Except that this isn’t a rom-com, and it turns out that Manglehorn is a contradictory so-and-so. As much as he’s drawn to people, he’s also inclined to become cranky and defensive, and when the two meet up for a disastrous lunch, we quickly see why his city slicker son (Chris Messina) has learnt to be extremely wary of him. As for this long-lost love he’s cherishing, perhaps he’s just using that as an excuse to push other people away? Perhaps Manglehorn has simply given up on life?

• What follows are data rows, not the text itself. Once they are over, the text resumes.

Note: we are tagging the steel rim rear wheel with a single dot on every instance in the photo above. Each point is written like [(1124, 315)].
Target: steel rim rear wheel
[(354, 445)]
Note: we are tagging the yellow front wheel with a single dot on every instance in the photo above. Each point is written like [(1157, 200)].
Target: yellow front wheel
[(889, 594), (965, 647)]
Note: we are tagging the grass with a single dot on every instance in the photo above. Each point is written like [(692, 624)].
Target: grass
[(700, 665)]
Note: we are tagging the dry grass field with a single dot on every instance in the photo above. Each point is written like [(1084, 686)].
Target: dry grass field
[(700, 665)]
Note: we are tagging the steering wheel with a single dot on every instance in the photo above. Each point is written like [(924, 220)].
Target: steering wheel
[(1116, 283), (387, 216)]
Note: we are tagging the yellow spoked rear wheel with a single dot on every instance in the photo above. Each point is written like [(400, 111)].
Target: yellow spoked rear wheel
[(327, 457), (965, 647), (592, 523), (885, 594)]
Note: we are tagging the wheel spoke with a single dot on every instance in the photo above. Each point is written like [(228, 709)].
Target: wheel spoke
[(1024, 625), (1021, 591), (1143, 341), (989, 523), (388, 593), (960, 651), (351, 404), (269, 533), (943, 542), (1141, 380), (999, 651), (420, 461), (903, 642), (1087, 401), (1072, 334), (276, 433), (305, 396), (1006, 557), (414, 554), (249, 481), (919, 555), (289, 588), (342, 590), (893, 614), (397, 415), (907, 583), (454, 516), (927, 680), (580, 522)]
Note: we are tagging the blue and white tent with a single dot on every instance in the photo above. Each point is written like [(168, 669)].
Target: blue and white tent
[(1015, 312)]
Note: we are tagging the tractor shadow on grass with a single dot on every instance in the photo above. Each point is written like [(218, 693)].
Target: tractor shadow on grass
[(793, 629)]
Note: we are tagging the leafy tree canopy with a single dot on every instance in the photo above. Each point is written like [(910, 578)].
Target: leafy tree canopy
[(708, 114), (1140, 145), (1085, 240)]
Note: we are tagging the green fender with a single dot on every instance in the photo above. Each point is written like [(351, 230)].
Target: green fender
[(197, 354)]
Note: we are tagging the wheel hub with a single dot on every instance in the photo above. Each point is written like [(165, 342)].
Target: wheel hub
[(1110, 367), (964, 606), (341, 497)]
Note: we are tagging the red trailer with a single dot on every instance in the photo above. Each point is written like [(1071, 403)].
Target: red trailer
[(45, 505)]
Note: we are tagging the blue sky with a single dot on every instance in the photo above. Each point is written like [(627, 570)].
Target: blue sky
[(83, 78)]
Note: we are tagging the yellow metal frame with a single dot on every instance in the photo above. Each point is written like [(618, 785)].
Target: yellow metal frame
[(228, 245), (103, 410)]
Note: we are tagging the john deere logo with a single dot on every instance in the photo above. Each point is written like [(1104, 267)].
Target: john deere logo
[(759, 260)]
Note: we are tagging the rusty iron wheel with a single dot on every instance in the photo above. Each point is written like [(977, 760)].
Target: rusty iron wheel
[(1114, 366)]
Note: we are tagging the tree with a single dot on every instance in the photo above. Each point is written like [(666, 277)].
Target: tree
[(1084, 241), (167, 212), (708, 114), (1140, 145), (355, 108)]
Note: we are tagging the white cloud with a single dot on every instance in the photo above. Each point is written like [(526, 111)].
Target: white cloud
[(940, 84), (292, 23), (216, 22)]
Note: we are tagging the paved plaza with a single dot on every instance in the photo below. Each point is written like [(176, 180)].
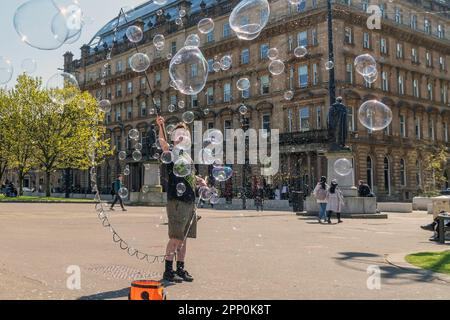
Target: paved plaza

The film is at heart a character study, a slow, patient examination of a man and the forces that lead him to isolate himself. Needless to say, it’s dominated by Pacino, who resists the temptation (if it even was one for him) to give his role even the slightest suggestion of twinkly cuteness or a sentimental soft centre. He’s prepared to make Manglehorn hard to like and tough to be around. At the same time, by dialling down his performance and making it seem, at times, as if he’s simply being himself in front of the camera, he seems to imply that he identifies with the locksmith’s locked in, walled up, battened-down mindset.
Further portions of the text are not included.